Winona emmena Paul dans son petit hydravion-taxi un jour qu’il dut se rendre au parc de l’île Saint-Joseph chercher un ami du régisseur de l’immeuble. Coup de foudre : « Quand je t’ai vu revenir ce matin à l’hydrobase, j’ai pensé immédiatement : c’est avec homme-là que je vais finir ma vie ». Onze ans de vie commune, avec une petite chienne, Nouk, blessée et abandonnée, adoptée et collée à eux, « merveilleux animal, subtil, curieux de découvrir et d’apprendre le monde, attentif à nos peines devinées avant même d’être ressenties. » Jusqu’au jour où la carcasse du vieux monomoteur Beaver DHC2 de Winona lâcha prise dans le mauvais temps, Paul et Nouk restant seuls, alors, inconsolables et plus inséparables encore.

Une vie brisée aussi par l’arrivée d’un gestionnaire d’immeuble, nouvel élu des copropriétaires de l’Excelsior, qui sacrifiera l’humanité et la tendresse des rapports entre les habitants et Paul sur l’autel de la seule rentabilité, la féroce gestion des coûts et l’abominable exercice d’une autorité aveugle et imbécile, celle d’Edouard Sedgwick, « un gommeux, un cost-killer », parfaite image de tout le « savoir-faire des temps modernes, mélange de familiarité et d’arrogance, de technicité et de mépris. » Paul sera chassé pour « fautes graves », prié même de se débarrasser de Nouk, par ce « petit sergent d’immeuble » et « immarcescible Gauleiter, salopard incandescent. » Parabole de ce qu’est devenu notre monde d’aujourd’hui, gavé de mépris et d’indifférence ?
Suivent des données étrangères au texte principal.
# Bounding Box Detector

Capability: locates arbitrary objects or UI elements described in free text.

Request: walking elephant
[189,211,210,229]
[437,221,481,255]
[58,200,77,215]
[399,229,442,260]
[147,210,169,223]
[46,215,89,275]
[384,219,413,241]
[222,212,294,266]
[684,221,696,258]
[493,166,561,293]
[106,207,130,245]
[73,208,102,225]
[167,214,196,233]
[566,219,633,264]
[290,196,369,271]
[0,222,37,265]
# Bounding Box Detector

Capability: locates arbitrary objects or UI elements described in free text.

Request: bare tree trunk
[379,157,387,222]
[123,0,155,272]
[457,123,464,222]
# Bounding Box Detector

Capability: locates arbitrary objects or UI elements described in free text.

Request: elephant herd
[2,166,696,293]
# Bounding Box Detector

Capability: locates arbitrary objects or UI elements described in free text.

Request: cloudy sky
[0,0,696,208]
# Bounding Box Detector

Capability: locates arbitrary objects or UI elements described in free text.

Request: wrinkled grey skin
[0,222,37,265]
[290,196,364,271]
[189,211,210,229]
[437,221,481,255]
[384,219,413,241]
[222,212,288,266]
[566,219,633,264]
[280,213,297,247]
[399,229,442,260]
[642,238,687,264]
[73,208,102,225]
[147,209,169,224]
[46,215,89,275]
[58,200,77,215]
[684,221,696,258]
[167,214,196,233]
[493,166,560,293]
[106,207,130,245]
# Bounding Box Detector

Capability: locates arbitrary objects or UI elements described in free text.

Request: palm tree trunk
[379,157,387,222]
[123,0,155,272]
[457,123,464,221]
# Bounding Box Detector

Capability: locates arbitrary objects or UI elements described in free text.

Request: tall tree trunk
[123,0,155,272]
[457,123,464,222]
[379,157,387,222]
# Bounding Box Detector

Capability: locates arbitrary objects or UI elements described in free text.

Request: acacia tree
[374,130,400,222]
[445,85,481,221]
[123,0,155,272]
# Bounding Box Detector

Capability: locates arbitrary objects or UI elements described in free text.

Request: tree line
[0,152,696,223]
On retrouve dans ce livre le cœur et l’humanité infinie d’un écrivain qui nous fait entendre d’un roman à l’autre, avec des mots qui vous tirent des larmes, les voix d’hommes et de femmes en souffrance et en détresse et nous fait aimer tous ceux-là qui ne supportent pas l’autorité et l’injustice, ici incarnée par ce misérable avatar d’un capitalisme sans foi ni loi et qui risquera gros à jouer ainsi avec la patience et la bienveillance naturelle de Paul.
« L’homme est un ours qui a mal tourné », écrit Jean-Paul Dubois, citant l’anthropologue canadien Serge Bouchard. C’est un peu la philosophie générale de notre écrivain toulousain, au fil de ses livres, un romancier qui nous met, nous tous pauvres humains, « à notre juste place dans le bordel bourdonnant de la vie, à l’égal du mélèze ou du tapir, locataires d’une même cellule, inquiets de l’avenir, s’efforçant tous de croire en la bienveillance des dieux même si notre instinct nous murmure le contraire ».

Ce roman, parsemé aussi d’étincelles d’humour et de poésie, est bouleversant d’humanité et de tendresse. C’est le vingt-deuxième ouvrage de cet écrivain magnifique, et sans doute le plus beau de sa bibliographie.

Tous les hommes n’habitent pas le monde de la même façon par Jean-Paul Dubois, L’Olivier, 14 août 2019, 256 pages, ISBN 978-2-8236-1516-6, prix : 19 euros.

 

Jean-Paul dubois

Jean-Paul Dubois est né en 1950 à Toulouse où il vit actuellement. Journaliste, il commence par écrire des chroniques sportives dans Sud-Ouest. Après la justice et le cinéma au Matin de Paris, il devient grand reporter en 1984 pour Le Nouvel Observateur. Il examine au scalpel les États-Unis et livre des chroniques qui seront publiées en deux volumes aux Éditions de l’Olivier : L’Amérique m’inquiète (1996) et Jusque-là tout allait bien en Amérique (2002). Écrivain , Jean-Paul Dubois a publié de nombreux romans (Je pense à autre chose, Si ce livre pouvait me rapprocher de toi). Il a obtenu le prix France Télévisions pour Kennedy et moi (Le Seuil, 1996), le prix Femina et le prix du roman Fnac pour Une vie française (Éditions de l’Olivier, 2004).